Nothing in the logs suggested the cause of the issue and the docker daemon responded fine.

Here are some graphs during this time: Load averages

CPU usage

dadgar commented 7 years ago

@danielbenzvi Hmm, did this just happen randomly or could you get it in this state reproducibly?

danielbenzvi commented 7 years ago

@dadgar randomly. we've been playing with nomad for the past two weeks so I'm guessing this will happen again if we choose to take nomad further.

kak-tus commented 7 years ago

I also have an issue with frequent container restart, but it is not that reason, that in the topic. In topic I have high LA, but it is stable in time.

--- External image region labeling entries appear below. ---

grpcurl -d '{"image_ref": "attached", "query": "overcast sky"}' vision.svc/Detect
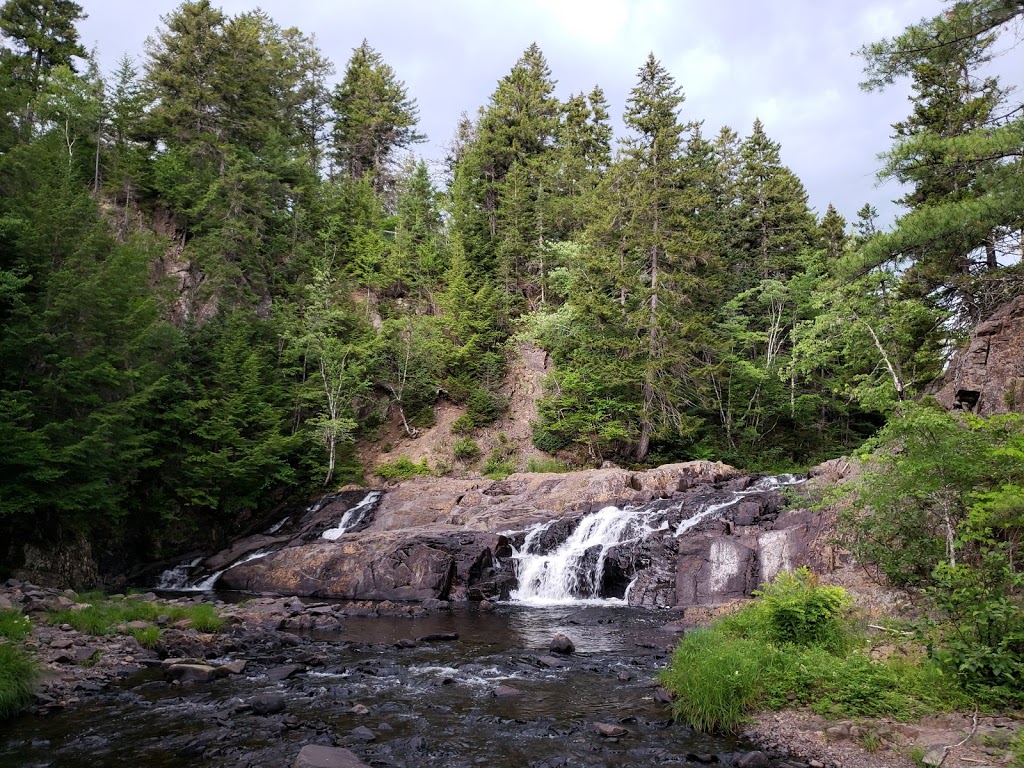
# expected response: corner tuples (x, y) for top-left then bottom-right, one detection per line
(79, 0), (1003, 223)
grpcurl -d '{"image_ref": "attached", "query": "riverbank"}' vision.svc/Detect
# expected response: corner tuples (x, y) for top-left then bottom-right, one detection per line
(0, 583), (1017, 768)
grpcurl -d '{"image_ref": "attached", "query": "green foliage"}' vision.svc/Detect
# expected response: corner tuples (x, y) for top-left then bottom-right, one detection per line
(754, 566), (850, 652)
(452, 435), (480, 463)
(374, 456), (433, 480)
(48, 594), (224, 643)
(0, 608), (32, 642)
(662, 572), (967, 730)
(845, 407), (1024, 702)
(0, 642), (39, 720)
(526, 456), (569, 473)
(452, 414), (476, 435)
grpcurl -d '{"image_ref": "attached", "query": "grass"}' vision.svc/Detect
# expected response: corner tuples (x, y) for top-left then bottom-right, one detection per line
(0, 608), (32, 641)
(662, 571), (969, 731)
(0, 642), (39, 720)
(526, 456), (569, 473)
(374, 456), (433, 480)
(49, 593), (224, 647)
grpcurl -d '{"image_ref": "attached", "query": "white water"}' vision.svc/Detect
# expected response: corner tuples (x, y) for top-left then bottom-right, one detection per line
(321, 490), (381, 542)
(157, 555), (203, 590)
(157, 549), (270, 592)
(510, 475), (804, 605)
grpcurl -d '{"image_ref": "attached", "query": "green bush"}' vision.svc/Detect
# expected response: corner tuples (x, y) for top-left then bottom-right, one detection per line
(452, 414), (476, 435)
(526, 456), (569, 473)
(662, 630), (764, 731)
(466, 387), (509, 427)
(49, 595), (224, 645)
(662, 570), (968, 730)
(0, 608), (32, 641)
(374, 456), (433, 480)
(754, 567), (850, 652)
(0, 643), (39, 720)
(452, 436), (480, 462)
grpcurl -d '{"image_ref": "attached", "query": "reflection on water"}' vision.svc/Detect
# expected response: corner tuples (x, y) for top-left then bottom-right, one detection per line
(0, 605), (761, 768)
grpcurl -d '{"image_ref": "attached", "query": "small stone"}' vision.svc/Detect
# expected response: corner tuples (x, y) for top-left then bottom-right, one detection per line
(736, 751), (768, 768)
(249, 693), (285, 715)
(348, 725), (377, 743)
(292, 744), (366, 768)
(594, 723), (629, 738)
(548, 632), (575, 655)
(490, 685), (523, 698)
(416, 632), (459, 643)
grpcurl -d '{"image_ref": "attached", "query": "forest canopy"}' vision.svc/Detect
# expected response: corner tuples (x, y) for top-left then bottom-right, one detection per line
(0, 0), (1024, 577)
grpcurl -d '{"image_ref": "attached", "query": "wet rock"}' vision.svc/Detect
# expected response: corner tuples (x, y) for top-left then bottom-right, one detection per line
(736, 751), (769, 768)
(416, 632), (459, 643)
(490, 685), (524, 698)
(266, 664), (306, 683)
(164, 664), (218, 683)
(594, 723), (629, 738)
(537, 656), (568, 670)
(249, 693), (285, 715)
(217, 658), (249, 675)
(348, 725), (377, 743)
(548, 632), (575, 655)
(292, 744), (367, 768)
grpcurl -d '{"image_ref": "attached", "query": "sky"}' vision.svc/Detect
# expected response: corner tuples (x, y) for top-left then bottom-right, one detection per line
(79, 0), (1003, 224)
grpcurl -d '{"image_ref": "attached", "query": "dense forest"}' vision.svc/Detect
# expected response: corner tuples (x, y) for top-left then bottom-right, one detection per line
(0, 0), (1024, 567)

And frequent container restart happens, when nomad servers temporary looses connection to each other. They begin to restart tasks and then connection restores - tasks all started as normal. In nomad 0.5-0.5.2 sometimes restart not succeded and I have used this workaround: some script that periodically do "nomad run" to all tasks. In nomad 0.5.4 situation with restart is better.

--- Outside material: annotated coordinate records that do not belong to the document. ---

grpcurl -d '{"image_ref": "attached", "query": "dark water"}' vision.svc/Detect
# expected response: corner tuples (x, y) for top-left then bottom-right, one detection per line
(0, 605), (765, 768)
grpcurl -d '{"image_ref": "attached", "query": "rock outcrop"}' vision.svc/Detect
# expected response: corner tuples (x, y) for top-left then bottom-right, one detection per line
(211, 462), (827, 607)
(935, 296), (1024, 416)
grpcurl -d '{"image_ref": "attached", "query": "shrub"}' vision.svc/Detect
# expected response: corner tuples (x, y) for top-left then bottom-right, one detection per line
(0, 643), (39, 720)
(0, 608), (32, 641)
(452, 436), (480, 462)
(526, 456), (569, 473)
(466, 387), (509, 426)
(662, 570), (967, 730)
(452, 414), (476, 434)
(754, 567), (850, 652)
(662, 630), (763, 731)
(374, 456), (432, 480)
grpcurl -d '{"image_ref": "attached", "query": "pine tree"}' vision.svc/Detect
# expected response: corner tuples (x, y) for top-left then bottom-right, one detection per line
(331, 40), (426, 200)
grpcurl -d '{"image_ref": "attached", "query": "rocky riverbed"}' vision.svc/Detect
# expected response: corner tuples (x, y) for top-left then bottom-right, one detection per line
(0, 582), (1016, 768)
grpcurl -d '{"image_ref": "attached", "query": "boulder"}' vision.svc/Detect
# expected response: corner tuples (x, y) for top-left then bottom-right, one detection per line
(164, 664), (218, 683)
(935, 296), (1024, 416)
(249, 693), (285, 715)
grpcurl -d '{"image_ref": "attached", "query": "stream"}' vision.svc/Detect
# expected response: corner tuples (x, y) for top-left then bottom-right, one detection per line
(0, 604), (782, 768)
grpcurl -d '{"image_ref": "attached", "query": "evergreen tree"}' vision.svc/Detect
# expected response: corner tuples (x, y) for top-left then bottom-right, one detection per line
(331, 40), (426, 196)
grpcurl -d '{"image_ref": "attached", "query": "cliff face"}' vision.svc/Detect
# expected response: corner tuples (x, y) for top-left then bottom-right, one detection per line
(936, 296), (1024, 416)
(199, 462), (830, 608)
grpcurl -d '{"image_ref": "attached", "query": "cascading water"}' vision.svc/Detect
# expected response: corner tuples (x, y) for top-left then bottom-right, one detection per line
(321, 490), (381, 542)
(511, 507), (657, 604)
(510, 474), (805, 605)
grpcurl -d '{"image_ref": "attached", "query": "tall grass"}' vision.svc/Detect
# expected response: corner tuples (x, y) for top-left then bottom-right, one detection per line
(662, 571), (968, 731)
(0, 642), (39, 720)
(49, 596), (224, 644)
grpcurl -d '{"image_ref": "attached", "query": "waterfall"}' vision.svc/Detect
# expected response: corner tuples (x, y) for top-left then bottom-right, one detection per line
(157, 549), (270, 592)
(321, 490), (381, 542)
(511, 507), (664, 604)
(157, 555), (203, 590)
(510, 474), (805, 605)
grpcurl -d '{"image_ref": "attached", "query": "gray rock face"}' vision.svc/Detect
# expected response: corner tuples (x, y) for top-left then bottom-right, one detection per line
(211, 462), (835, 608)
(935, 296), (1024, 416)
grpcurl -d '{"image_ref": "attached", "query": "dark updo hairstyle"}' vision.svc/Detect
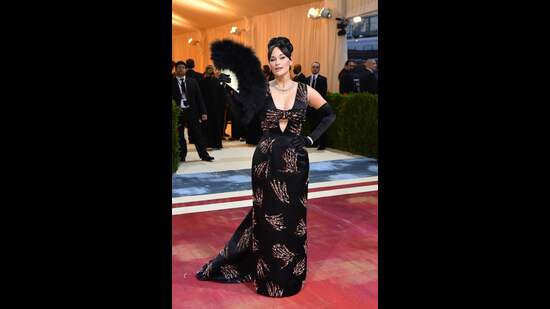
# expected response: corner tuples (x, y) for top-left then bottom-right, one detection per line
(267, 36), (294, 60)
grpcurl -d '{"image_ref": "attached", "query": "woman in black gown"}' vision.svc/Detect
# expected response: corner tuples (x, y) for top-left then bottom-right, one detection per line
(196, 37), (335, 297)
(200, 65), (225, 149)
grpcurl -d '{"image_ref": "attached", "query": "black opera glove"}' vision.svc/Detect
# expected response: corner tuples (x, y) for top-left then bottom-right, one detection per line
(292, 135), (313, 148)
(309, 103), (336, 142)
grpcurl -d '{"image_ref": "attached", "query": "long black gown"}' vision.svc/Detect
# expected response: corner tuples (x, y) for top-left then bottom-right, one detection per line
(196, 83), (309, 297)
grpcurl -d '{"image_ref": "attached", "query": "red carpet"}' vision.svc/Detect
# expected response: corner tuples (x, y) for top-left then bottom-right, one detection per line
(172, 191), (378, 309)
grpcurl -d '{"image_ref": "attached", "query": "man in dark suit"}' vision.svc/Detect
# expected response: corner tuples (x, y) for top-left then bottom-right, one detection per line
(292, 64), (307, 84)
(172, 61), (214, 161)
(361, 59), (378, 94)
(306, 62), (327, 150)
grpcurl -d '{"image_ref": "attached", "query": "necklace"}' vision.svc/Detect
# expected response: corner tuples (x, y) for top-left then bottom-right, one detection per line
(273, 83), (293, 92)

jippi commented 7 years ago

@danielbenzvi what is your file descriptors limit for the nomad client ? for me a too narrow number of FD have created a great deal of issues over the last year or so, having bumped it to 65536 have made all of it go away :)

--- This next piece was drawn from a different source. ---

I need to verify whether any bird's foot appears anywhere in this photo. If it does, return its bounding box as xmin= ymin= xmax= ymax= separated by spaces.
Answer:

danielbenzvi commented 7 years ago

@jippi our limit is 131072 open files and we're far below it...

danielbenzvi commented 7 years ago

Seeing this again.. this is crazy. Nomad starting and stopping images all the time with no clear explanation in the logs.

dadgar commented 7 years ago

@danielbenzvi Few questions:

1) Are you using service checks? If so what type are they? 2) What is the behavior you are seeing at the jobs? Are the allocations dying and then the scheduler replaces them, they are just restarting locally, etc? Maybe show nomad status <job> and nomad alloc-status <alloc> of some of the misbehaving allocs. 3) Could you share logs and the time period this has happened?

I have not been able to replicate this.

OferE commented 7 years ago

look for the strace of the threads that are causing nomad to be in 100% cpu in issue #2590 in @dovka comment. thanks

OferE commented 7 years ago

This issue can be easily reproduced by creating a batch job that requires more resources than the cluster can handle at the first moment. Once some jobs are queued - all cpu of the workers will be occupied by nomad. In version 0.5.3 - the cpu will remain occupied even if the batch job is stopped. However in version 0.5.6 - after stopping the job the cpu usgae goes to 0 (i am guessing this has something to do with the garbage collection - but i cannot be sure).

this is described in #2590

Edit - we limited the nomad agent and its many child processes to one cpu using taskset. this made nomad only consume one cpu. This didn't change the scheduling which is still poor. After a while at pick nomad utilizing just 1/3 of the cluster in a good scenario, most of the time its even less. This means that nomad scheduling for batch job is really broken.

burdandrei commented 7 years ago

image received high CPU and memory usage of nomad client 0.5.6 when running ~ 90 service groups on the machines. All tasks are docker running the same image.

burdandrei commented 7 years ago

@OferE https://github.com/hashicorp/nomad/pull/2771 this should help you run docker with docker driver and to make a workaround with exec

OferE commented 7 years ago

@burdandrei - thanks for sharing.

I started using raw-exec for this purpose and i am so happy that i chose to use raw-exec. U can add many adjustment to your infrastructure once u have the control of the docker launch. I strongly recommend to stay with raw-exec.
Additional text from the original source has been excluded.